The SaVel exercise had the scientific objective of measuring the outflow of the Sado estuary during a complete tidal cycle. This requires having two AUVs doing a 2.5 km transect synchronously in the front of the river for 13 hours straight.
To operate the AUVs, researchers from LSTS used a mix of Wi-Fi, GSM and Iridium communications. The NRP Andromeda was docked north of the transect executed by the AUVs and within Wi-Fi range of its northeast point, where the vehicles would pop-up and stay at the surface for some minutes. This allowed retrieving all the data collected every two hours. In between the pop-ups, the vehicles were operated using satellite communications and transferred some of the collected data over satellite every 20 minutes (by going at the surface).

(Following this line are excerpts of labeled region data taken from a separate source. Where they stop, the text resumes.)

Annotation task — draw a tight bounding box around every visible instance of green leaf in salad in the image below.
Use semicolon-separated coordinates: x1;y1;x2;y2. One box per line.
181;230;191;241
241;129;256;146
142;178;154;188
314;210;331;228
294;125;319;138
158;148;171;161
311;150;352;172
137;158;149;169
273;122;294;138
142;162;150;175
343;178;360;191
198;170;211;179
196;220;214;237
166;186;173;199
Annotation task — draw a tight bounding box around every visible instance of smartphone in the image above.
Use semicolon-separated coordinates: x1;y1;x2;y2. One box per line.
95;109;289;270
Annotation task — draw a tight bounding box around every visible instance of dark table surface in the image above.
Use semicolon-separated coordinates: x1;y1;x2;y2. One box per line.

To prevent collisions, the AUVs were running a planner onboard that made them strictly follow a plan schedule. This helps predicting the real-time position of the AUVs while completely disconnected. The Ripples software, used to monitor the AUVs is also capable of detecting potential collisions with surface traffic ahead of time, which was key to execute the entire operation safely.
Onboard the NRP Andromeda there was a mixed team of engineers and scientists (namely Sara Cardigos and Renato Mendes from Aveiro University) that helped during the deployment and validating and interpreting the acquired data.
The data was collected but SaVel is still ongoing, as the scientists will now process and integrate the data into existing oceanographic models. Results from previous editions of the same objective have already been published in different conferences such as the 2018 IEEE/OES AUV 2018 and the MTS/IEEE OCEANS 2018.